Omicidio Brandimarte: sempre più un “affare” di droga. Gli inquirenti vicini alla svolta

Un continuo e certosino lavoro, quello degli inquirenti di Polizia di Stato (Squadra Mobile) e dei Carabinieri di Ragusa, con delega della Direzione Distrettuale Antimafia di Catania, per risolvere il caso relativo alla morte del boss della ‘ndrangheta Michele Brandimarte, ritenuto appartenente alla famiglia Piromalli-Molè, avvenuta a Vittoria la sera del 14 dicembre scorso.

Va ricordato che Domenico Italiano, reo confesso killer di Michele Brandimarte, si è costituito la sera stessa del delitto intorno alle ore 23,30 presso il Commissariato di Gioia Tauro (LEGGI L’ARTICOLO). 

Brandimarte, secondo le ricostruzioni, sarebbe partito da casa propria alle 11,15 di domenica 14 dicembre. 

I fratelli Italiano lo avrebbero “prelevato” da casa, citofonandogli. L’uomo avrebbe detto alla famiglia di “ritornare nel pomeriggio”. 

Michele Brandimarte ok laspiaCosì avrebbe avuto inizio l’ultimo viaggio di Michele Brandimarte verso la Sicilia dove, come nel caso di Domenico Italiano, sarebbe stato in altre occasioni.

Tutto sino alle ore (circa) 19 di quella drammatica domenica quando, secondo l’auto denuncia di Domenico Italiano, Brandimarte sarebbe “stato sparato” dopo una lite, in pieno centro a Vittoria. 

Ma la pista della lite per futili motivi davvero non regge. 

Così gli inquirenti e la dottoressa Valentina Sincero, sostituto della Dda di Catania che segue il caso, hanno interrogato proprio il fratello di Domenico Italiano per capire che ruolo lo stesso avrebbe avuto nell’omicidio.

Molti punti sono ancora oscuri nell’omicidio: da alcuni effetti personali di Brandimarte mai ritrovati (cellulare su tutti) al movente ancora non chiaro, così come i complici che Domenico Italiano avrebbe avuto a Vittoria (non è ipotizzabile che abbia fatto tutto da solo con la unica collaborazione del fratello) o, ad esempio, da chi fosse stato armato lo stesso Italiano (la pistola, una calibro 9, è stata consegnata agli inquirenti). 
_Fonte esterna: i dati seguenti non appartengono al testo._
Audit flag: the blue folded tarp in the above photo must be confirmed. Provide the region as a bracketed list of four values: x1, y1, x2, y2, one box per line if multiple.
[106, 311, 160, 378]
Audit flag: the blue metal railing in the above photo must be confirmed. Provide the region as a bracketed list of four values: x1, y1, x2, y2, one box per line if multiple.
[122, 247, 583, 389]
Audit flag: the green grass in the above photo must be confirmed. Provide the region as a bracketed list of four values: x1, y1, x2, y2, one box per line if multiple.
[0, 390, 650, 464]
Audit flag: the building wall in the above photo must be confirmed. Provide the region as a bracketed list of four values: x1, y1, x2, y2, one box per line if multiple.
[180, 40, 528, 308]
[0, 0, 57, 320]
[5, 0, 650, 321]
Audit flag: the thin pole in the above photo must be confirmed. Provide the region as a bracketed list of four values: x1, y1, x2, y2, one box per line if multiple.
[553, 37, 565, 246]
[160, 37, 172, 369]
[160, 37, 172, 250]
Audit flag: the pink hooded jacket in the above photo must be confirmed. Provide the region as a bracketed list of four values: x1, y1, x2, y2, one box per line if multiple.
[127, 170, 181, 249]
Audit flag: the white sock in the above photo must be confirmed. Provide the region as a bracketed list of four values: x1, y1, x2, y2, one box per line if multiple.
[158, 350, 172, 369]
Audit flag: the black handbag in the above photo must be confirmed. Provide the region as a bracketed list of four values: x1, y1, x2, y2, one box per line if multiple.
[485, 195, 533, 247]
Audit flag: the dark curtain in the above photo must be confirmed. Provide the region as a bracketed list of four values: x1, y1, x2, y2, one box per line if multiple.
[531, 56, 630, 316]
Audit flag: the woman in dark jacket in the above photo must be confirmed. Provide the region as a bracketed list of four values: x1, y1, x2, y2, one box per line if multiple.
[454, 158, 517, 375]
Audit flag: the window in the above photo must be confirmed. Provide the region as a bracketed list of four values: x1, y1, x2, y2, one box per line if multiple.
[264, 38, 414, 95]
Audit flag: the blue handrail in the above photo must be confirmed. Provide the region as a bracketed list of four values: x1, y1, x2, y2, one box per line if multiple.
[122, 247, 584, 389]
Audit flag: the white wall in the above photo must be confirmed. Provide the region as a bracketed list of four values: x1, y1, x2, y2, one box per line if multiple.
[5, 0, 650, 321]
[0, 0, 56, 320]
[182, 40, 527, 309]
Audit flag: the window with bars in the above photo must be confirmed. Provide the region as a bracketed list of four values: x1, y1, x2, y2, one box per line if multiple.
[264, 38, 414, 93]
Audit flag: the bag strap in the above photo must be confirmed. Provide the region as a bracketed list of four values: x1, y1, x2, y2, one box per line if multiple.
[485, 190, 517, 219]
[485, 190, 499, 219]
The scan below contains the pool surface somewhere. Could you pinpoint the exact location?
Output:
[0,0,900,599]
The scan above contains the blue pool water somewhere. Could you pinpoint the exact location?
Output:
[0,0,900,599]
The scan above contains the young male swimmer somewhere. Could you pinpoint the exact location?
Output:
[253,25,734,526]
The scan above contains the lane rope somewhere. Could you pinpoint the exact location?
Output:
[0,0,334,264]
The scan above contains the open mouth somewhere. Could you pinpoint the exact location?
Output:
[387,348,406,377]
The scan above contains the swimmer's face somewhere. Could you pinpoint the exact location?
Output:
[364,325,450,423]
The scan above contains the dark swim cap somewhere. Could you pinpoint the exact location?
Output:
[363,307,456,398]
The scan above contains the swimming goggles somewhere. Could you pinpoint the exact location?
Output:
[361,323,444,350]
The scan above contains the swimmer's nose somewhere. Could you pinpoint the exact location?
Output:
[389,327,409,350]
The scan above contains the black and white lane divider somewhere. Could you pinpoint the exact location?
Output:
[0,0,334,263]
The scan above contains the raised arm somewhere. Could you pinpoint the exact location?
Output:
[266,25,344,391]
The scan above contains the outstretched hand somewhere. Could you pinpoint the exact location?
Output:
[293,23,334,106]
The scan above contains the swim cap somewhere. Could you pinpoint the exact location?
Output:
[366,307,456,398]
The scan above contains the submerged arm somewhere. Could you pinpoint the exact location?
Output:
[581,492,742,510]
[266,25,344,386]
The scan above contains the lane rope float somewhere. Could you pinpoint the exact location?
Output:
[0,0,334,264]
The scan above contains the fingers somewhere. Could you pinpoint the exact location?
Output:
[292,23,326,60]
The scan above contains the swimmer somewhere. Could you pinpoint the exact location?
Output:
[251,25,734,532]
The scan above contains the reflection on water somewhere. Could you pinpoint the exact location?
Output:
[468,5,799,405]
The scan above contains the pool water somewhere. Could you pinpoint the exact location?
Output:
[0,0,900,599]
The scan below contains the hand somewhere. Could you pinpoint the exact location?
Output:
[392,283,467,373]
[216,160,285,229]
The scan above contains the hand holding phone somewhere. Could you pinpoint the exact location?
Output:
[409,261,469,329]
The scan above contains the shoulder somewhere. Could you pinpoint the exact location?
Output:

Rimane sul banco e da chiarire chi passeggiasse con i tre (Michele Brandimarte, Domenico Italiano e suo fratello) quella sera a Vittoria (magari con il titolare di qualche ditta di trasporti?).

Anche il ruolo della famiglia di Michele Brandimarte appare poco chiaro. Se l’uomo avesse detto di ritornare a casa “nel primo pomeriggio”, perché nessuno si è insospettito del mancato ritorno sino al tardo pomeriggio, momento in cui è arrivata la notizia della morte?

La famiglia Brandimarte, va ricordato, è stata coinvolta sin dal 2011, in una faida (cosiddetta di Gioia Tauro) con i Priolo, altra famiglia imparentata con i Piromalli (LEGGI L’ARTICOLO).

Non sembra a rigor di logica questa la “vera pista” che ne giustifichi l’omicidio.

La pista sulla quale gli inquirenti sembrano “battere” con maggiore efficacia le proprie indagini (dopo aver valutato qualsiasi altra pista) sembra proprio il traffico di droga.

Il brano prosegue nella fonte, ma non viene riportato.